Because health needs, program priorities, and resources differ throughout the country and change over time, an information network useful for performance measurement must be adaptable to these differences and changes. Furthermore, because understanding of performance measures and performance measurement is still evolving, an information network must be able to respond as additional empirical evidence is obtained and better methods of data collection are implemented. Finally, any such information network must provide strong protections for the confidentiality and security of data.
The panel's vision for a national health information network is discussed in detail in Chapter 5.

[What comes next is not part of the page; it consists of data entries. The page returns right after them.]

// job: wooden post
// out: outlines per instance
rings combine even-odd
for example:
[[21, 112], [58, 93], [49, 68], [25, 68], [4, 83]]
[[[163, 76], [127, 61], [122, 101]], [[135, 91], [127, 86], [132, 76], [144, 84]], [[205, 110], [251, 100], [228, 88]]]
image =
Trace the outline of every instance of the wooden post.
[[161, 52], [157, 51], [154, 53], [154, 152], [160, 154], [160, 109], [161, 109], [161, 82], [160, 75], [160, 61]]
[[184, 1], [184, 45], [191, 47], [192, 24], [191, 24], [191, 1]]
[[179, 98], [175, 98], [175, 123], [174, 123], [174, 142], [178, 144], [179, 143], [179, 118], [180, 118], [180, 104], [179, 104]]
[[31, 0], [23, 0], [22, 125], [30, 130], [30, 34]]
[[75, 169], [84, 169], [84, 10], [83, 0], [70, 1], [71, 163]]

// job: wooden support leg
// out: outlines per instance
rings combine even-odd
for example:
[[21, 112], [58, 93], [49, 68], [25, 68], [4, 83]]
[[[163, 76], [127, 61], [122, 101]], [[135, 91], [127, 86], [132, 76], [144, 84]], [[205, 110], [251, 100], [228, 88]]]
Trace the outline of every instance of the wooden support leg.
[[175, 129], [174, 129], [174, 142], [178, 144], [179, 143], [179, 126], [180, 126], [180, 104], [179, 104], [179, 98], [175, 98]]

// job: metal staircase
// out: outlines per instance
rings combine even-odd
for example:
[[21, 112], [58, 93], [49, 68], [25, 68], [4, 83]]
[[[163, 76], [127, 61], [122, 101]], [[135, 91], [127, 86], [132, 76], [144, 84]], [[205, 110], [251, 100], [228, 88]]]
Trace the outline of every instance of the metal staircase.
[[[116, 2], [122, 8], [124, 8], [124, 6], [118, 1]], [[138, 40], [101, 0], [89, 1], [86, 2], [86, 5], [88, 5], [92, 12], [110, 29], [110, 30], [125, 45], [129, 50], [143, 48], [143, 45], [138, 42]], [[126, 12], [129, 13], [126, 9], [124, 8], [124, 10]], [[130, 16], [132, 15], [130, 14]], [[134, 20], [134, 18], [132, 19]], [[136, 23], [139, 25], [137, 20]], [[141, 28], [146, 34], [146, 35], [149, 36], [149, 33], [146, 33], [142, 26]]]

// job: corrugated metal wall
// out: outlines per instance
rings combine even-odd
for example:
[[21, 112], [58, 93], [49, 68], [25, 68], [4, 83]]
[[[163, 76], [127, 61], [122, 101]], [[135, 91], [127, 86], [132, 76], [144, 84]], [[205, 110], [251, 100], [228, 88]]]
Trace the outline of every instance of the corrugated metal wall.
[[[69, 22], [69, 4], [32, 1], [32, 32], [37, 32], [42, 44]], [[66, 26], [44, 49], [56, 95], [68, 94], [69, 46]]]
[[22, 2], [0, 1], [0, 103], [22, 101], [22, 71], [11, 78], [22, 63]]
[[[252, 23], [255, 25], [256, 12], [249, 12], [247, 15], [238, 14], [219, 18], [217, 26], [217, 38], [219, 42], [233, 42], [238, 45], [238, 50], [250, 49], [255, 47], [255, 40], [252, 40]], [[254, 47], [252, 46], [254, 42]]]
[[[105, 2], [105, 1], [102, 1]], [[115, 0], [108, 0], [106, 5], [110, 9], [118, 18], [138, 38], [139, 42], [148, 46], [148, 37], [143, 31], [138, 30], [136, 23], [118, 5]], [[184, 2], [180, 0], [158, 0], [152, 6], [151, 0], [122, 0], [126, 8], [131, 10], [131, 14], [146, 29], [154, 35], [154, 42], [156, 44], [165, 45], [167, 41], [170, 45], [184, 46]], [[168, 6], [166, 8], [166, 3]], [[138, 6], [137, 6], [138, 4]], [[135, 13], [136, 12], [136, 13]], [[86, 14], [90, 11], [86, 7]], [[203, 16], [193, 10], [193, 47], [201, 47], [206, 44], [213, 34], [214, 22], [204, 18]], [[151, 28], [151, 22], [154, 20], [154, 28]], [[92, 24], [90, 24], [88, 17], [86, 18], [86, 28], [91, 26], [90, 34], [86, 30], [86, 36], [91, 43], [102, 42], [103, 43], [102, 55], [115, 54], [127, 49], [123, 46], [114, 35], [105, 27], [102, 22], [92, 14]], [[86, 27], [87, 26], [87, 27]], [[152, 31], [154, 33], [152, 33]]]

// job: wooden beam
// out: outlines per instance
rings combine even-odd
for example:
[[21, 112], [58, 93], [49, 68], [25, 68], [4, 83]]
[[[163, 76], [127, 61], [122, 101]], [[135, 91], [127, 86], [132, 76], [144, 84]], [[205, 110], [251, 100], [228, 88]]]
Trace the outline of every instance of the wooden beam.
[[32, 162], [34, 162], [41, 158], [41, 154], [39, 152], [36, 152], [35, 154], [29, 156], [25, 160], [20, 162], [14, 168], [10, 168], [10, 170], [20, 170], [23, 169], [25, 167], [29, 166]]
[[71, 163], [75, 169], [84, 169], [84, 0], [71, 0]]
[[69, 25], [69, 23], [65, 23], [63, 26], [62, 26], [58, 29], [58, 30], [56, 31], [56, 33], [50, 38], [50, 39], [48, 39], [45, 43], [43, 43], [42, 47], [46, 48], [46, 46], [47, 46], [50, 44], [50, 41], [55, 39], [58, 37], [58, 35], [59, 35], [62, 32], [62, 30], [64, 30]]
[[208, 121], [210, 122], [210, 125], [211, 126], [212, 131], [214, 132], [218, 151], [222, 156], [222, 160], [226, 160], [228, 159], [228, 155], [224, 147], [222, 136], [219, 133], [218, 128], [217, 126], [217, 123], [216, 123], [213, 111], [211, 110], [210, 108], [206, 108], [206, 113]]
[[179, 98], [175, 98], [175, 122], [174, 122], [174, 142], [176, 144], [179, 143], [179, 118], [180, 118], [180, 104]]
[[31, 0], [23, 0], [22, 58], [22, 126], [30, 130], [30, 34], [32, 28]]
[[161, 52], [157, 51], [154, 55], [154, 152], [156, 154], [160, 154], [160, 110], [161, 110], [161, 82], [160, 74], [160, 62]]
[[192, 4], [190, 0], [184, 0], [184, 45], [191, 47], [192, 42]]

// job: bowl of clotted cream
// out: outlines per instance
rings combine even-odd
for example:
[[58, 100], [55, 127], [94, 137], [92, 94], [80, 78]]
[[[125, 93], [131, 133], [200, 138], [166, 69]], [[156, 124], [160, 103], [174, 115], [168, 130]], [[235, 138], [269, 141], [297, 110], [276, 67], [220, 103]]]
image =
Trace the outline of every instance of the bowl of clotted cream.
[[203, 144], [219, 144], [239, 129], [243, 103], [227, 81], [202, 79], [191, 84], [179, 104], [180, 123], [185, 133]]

This report addresses several issues the panel believes to be critical to further advances in performance measurement for health-related programs. In the development of plans for performance measurement, the assessment of data needs, and the enhancement (or redesign) of data systems to support performance measurement, a primary concern is the need for an integrated perspective and effective collaboration. This collaboration involves multiple partners—federal, state, and local agencies, each with multiple stakeholders, as well as program managers, service providers, private nonprofit organizations, and consumers. Also requiring attention are ways to improve the use of existing data and to develop better performance measures. In addition, performance measurement systems will need to address the quality of the data that are collected and used. Information technologies are creating greater opportunities to apply performance measurement, but using those technologies effectively will require attention to data standards. Successful implementation of performance measurement systems will also depend on the availability of training and technical assistance to ensure that skilled staff can apply appropriate policy, programmatic, and technical expertise. Research to improve the science base for and the development and use of performance measures and performance measurement is essential. Another fundamental concern
is determining what resources are needed to support performance measurement activities and ensuring that those resources will be available.
Structure of the Report
This report presents the panel's findings and recommendations regarding data and information systems to support performance measurement for publicly funded health programs. Chapter 2 examines performance-based systems and the uses of performance measures and performance measurement. Chapter 3 considers the characteristics of various health program areas and the implications of those characteristics for performance goals and performance measurement. Chapter 4 explores factors in the current data and information system environment that must be addressed to advance the use of performance measurement. In Chapter 5, the panel outlines its vision of a national health information network that would effectively support performance measurement as well as other objectives, and makes recommendations to further the development and implementation of such a network.